Como dice un buen amigo “la motivación es una ecuación con un montón de incógnitas”. En cada caso vamos cubriendo estas incógnitas con diferentes factores: el salario, la formación, la conciliación, el desarrollo profesional, nuestros jefes, nuestros compañeros, ... y un sin fin de variables que dependen del sistema de valoración de cada persona. Una vez están cubiertas nos sentimos satisfechos, una satisfacción que tiene un tiempo de duración finito. Cuando este tiempo se cumple es cuando la mente del ser humano actúa descontando las incógnitas cubiertas y valorando de una manera desmesurada aquellas que no están satisfechas, incluso las que de principio eran insignificantes. Poco a poco empiezan a ponderar muy por encima del resto y es entonces cuando nos empezamos a sentir menos motivados, menos implicados, creyendo que la empresa nos debe algo más. De repente una visión positiva se convierte en una negativa.
En este punto es donde yo aplico mi teoría del efecto Walt Disney.

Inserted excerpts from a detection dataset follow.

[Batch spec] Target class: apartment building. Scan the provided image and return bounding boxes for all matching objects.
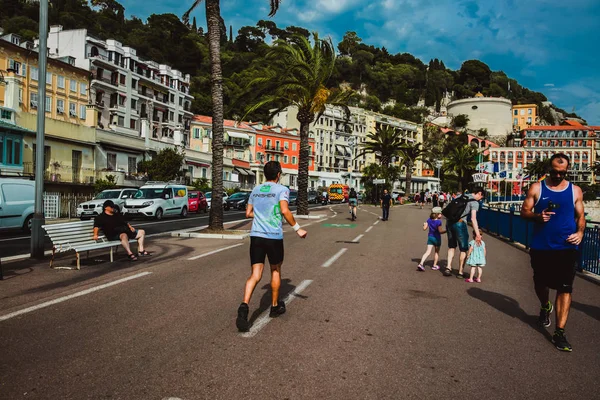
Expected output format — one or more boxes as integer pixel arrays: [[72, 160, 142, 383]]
[[250, 123, 319, 189], [188, 115, 256, 190], [48, 26, 193, 180], [0, 34, 96, 192], [490, 124, 598, 184], [512, 104, 539, 132]]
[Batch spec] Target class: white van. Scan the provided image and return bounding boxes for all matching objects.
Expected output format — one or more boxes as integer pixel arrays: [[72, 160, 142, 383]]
[[0, 178, 35, 233], [122, 182, 188, 219]]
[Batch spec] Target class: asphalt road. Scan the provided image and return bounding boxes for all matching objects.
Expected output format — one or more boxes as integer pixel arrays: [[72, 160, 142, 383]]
[[0, 204, 324, 258], [0, 206, 600, 400]]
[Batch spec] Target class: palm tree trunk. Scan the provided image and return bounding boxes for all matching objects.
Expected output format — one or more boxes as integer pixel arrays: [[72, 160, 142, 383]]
[[206, 0, 223, 230], [296, 119, 310, 215]]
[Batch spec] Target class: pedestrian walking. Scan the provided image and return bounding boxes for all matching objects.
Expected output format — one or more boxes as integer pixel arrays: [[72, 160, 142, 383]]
[[521, 153, 585, 351], [236, 161, 307, 332], [380, 189, 394, 221], [92, 200, 150, 261], [442, 186, 485, 278], [465, 232, 487, 283], [417, 207, 446, 271]]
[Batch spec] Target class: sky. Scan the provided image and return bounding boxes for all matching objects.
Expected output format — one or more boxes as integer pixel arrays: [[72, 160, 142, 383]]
[[120, 0, 600, 125]]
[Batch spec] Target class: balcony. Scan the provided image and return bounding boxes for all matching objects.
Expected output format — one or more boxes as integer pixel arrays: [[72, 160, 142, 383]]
[[265, 145, 283, 153]]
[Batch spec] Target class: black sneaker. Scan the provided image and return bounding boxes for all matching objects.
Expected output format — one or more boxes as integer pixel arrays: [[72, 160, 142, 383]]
[[235, 303, 250, 332], [269, 300, 285, 318], [538, 302, 554, 328], [552, 329, 573, 351]]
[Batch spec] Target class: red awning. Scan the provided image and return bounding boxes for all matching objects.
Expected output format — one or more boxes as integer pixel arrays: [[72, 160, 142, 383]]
[[185, 160, 210, 168]]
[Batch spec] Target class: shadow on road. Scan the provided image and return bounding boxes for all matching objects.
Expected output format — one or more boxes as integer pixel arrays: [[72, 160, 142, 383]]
[[571, 301, 600, 321], [249, 279, 306, 323], [467, 288, 552, 341]]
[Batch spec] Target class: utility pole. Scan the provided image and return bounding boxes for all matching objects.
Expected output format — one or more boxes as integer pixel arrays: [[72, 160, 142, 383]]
[[31, 0, 48, 258]]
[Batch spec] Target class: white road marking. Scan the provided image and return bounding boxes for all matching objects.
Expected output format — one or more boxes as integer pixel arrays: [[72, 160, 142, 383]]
[[188, 243, 244, 260], [321, 248, 348, 268], [240, 279, 313, 337], [0, 272, 152, 321], [352, 235, 365, 243]]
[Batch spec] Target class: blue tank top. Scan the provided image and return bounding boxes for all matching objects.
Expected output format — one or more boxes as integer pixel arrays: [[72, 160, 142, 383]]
[[531, 181, 577, 250]]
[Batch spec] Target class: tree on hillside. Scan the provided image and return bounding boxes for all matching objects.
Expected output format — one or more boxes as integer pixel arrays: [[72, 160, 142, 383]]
[[181, 0, 280, 230], [246, 33, 354, 215], [398, 143, 434, 194], [442, 145, 478, 192]]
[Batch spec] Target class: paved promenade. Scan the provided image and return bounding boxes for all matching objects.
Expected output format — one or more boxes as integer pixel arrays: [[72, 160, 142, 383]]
[[0, 206, 600, 400]]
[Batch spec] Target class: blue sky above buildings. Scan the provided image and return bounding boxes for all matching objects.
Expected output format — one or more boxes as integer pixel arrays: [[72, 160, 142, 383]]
[[121, 0, 600, 125]]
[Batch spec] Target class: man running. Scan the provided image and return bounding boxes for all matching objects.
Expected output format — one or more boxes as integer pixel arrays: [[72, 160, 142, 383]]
[[236, 161, 306, 332], [521, 153, 585, 351], [381, 189, 394, 221]]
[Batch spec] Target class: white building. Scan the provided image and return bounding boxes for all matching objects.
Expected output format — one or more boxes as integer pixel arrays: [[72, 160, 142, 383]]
[[448, 96, 513, 136]]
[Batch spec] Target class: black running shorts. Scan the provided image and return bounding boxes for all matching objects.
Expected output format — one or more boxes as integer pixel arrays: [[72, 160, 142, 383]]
[[529, 249, 579, 293], [250, 236, 283, 265]]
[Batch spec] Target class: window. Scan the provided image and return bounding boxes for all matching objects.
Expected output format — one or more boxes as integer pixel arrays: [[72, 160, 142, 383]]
[[106, 153, 117, 171], [29, 92, 38, 108]]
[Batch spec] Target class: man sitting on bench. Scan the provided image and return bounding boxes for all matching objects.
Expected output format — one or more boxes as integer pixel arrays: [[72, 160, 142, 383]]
[[94, 200, 150, 261]]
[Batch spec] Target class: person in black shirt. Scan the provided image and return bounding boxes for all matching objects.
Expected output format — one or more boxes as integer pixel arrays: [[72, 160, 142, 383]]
[[381, 189, 394, 221], [94, 200, 150, 261]]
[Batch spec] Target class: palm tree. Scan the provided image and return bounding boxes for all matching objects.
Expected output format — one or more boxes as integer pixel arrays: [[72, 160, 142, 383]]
[[354, 126, 404, 168], [246, 33, 353, 215], [398, 142, 434, 195], [181, 0, 281, 230], [443, 145, 477, 192]]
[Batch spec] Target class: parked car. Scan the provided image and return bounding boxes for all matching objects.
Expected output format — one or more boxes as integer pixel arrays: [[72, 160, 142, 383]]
[[0, 178, 35, 233], [288, 190, 298, 206], [227, 192, 250, 210], [76, 188, 137, 221], [188, 190, 208, 213], [122, 182, 188, 220], [204, 192, 229, 211]]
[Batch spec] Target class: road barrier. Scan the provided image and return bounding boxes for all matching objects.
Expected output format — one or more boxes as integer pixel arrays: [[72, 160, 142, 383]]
[[477, 205, 600, 275]]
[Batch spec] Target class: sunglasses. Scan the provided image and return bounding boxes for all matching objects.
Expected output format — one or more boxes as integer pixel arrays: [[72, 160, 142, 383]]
[[550, 169, 567, 176]]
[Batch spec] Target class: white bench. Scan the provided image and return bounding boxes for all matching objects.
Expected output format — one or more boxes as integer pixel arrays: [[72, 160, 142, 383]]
[[42, 220, 136, 269]]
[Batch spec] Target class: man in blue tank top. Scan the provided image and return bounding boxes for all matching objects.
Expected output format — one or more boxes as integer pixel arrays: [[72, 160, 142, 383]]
[[236, 161, 306, 332], [521, 153, 585, 351]]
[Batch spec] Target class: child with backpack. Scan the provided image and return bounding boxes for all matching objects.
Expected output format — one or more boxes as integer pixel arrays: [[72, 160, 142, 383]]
[[465, 232, 487, 283], [417, 207, 446, 271]]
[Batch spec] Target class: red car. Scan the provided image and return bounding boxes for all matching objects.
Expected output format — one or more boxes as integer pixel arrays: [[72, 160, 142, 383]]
[[188, 191, 208, 212]]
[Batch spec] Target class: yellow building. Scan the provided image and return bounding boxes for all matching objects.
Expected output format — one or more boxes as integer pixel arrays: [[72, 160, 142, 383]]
[[0, 34, 97, 192], [512, 104, 538, 132]]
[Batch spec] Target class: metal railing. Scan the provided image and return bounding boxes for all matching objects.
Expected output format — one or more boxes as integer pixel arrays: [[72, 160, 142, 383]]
[[477, 204, 600, 275]]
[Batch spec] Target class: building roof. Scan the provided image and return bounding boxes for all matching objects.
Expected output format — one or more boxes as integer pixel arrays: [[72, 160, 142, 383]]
[[193, 115, 254, 130]]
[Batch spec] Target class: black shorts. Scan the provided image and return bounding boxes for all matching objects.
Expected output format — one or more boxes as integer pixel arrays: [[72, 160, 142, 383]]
[[529, 249, 579, 293], [250, 236, 283, 265]]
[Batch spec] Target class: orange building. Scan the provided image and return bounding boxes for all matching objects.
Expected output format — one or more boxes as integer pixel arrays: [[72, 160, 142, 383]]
[[250, 123, 315, 189]]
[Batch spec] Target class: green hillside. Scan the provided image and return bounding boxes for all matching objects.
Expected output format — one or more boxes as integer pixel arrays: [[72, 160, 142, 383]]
[[0, 0, 575, 123]]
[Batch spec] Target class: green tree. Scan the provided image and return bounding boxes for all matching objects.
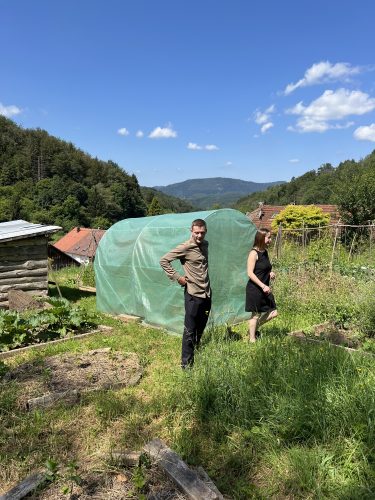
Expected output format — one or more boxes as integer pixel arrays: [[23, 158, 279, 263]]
[[147, 196, 163, 215], [338, 161, 375, 224], [272, 205, 330, 230]]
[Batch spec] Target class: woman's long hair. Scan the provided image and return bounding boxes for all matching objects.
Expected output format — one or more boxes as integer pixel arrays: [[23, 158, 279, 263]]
[[253, 227, 271, 251]]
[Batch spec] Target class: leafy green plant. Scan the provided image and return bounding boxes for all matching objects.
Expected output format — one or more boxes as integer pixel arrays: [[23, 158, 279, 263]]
[[0, 298, 95, 351], [45, 458, 82, 497]]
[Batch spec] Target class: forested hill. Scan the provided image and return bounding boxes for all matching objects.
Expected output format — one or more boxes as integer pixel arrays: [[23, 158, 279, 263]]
[[0, 116, 197, 231], [155, 177, 282, 209], [234, 150, 375, 223]]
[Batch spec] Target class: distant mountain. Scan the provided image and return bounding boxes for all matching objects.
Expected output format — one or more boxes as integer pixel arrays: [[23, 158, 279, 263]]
[[154, 177, 283, 209]]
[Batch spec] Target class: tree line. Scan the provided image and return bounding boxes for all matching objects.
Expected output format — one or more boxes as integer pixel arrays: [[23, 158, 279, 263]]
[[0, 116, 197, 231], [234, 150, 375, 224]]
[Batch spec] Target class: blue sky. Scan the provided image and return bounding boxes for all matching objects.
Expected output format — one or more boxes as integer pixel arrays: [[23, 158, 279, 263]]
[[0, 0, 375, 186]]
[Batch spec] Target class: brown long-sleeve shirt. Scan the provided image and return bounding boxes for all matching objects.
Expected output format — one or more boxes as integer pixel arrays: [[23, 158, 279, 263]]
[[160, 238, 211, 298]]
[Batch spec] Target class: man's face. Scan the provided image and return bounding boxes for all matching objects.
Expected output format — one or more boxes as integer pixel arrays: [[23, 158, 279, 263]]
[[191, 226, 207, 245]]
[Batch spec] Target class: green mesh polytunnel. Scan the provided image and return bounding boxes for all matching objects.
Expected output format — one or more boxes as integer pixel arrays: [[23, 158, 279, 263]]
[[95, 209, 256, 334]]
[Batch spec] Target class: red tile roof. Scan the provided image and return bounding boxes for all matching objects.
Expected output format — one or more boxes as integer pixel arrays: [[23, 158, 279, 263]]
[[246, 204, 340, 229], [53, 227, 105, 258]]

Estábamos viviendo en un sitio donde la ecuación de la motivación estaba cubierta con la mayor parte de las incógnitas, y de repente pasamos de estar en Walt Disney al “infierno”.
Nos ha podido el tedio, la desgana, el conformismo, la burocracia, ... Nos hemos vuelto aburridos, rancios, aburguesados, ... ¿Y ahora qué? ¿optamos por recordar de donde veníamos o seguir pensando que esto es el “infierno”?. Eso ya es una elección personal. De ti depende!!!. Escoge bien!!!.